Problem with a regular expression

Discussion in 'Ruby' started by charles.nadeau@gmail.com, Oct 13, 2006.

  1. Guest

    I have the following code snippet:

    require 'net/http'
    begin
    hdoc =
    Net::HTTP.get(URI.parse('http://finance.yahoo.com/lookup?s=Dupont&t=S&m=US'))

    re = /<TD>(.*)</TD>/
    if hdoc =~ re
    print "#{$&}\n"
    else
    print "Nothing\n"
    end
    end

    The regular expression is never matched when I use the code as shown
    above (the expression for re is just a simple one for my testing).
    However, if I replace the variable name hdoc by a string like
    "<TD>Test</TD>Test1", the regular expression is matched.
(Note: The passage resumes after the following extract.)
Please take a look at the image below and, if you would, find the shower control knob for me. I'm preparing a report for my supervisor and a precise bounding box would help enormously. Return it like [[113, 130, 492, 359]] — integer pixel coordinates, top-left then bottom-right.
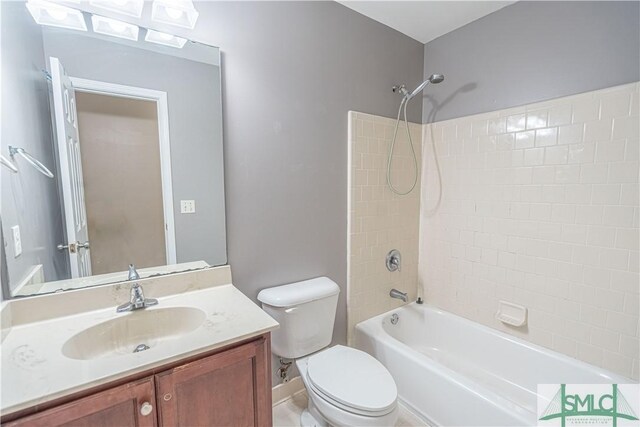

The type of
    hdoc is String. What is wrong with the snippet above. I even tried to
    replace hdoc by hdoc.to_s and it still doesn't work.
    Thanks for your help!

    Charles
    ------
    http://radio.weblogs.com/0111823/
    http://charlesnadeau.blogspot.com/
    , Oct 13, 2006
    #1
    1. Advertising

  2. Hi,

    On Sat, Oct 14, 2006 at 02:55:10AM +0900, wrote:
    > I have the following code snippet:
    >
    > require 'net/http'
    > begin
    > hdoc =
    > Net::HTTP.get(URI.parse('http://finance.yahoo.com/lookup?s=Dupont&t=S&m=US'))
    >
    > re = /<TD>(.*)</TD>/
    > if hdoc =~ re
    > print "#{$&}\n"
    > else
    > print "Nothing\n"
    > end
    > end
    >
    > The regular expression is never matched when I use the code as shown
    > above (the expression for re is just a simple one for my testing).
    > However, if I replace the variable name hdoc by a string like
    > "<TD>Test</TD>Test1", the regular expression is matched. The type of
    > hdoc is String. What is wrong with the snippet above. I even tried to
    > replace hdoc by hdoc.to_s and it still doesn't work.
    > Thanks for your help!


    It looks like there are no upper case "TD" tags in the page that you are
    fetching. Try this instead:

    begin
    hdoc = Net::HTTP.get(URI.parse('http://finance.yahoo.com/lookup?s=Dupont&t=S&m=US'))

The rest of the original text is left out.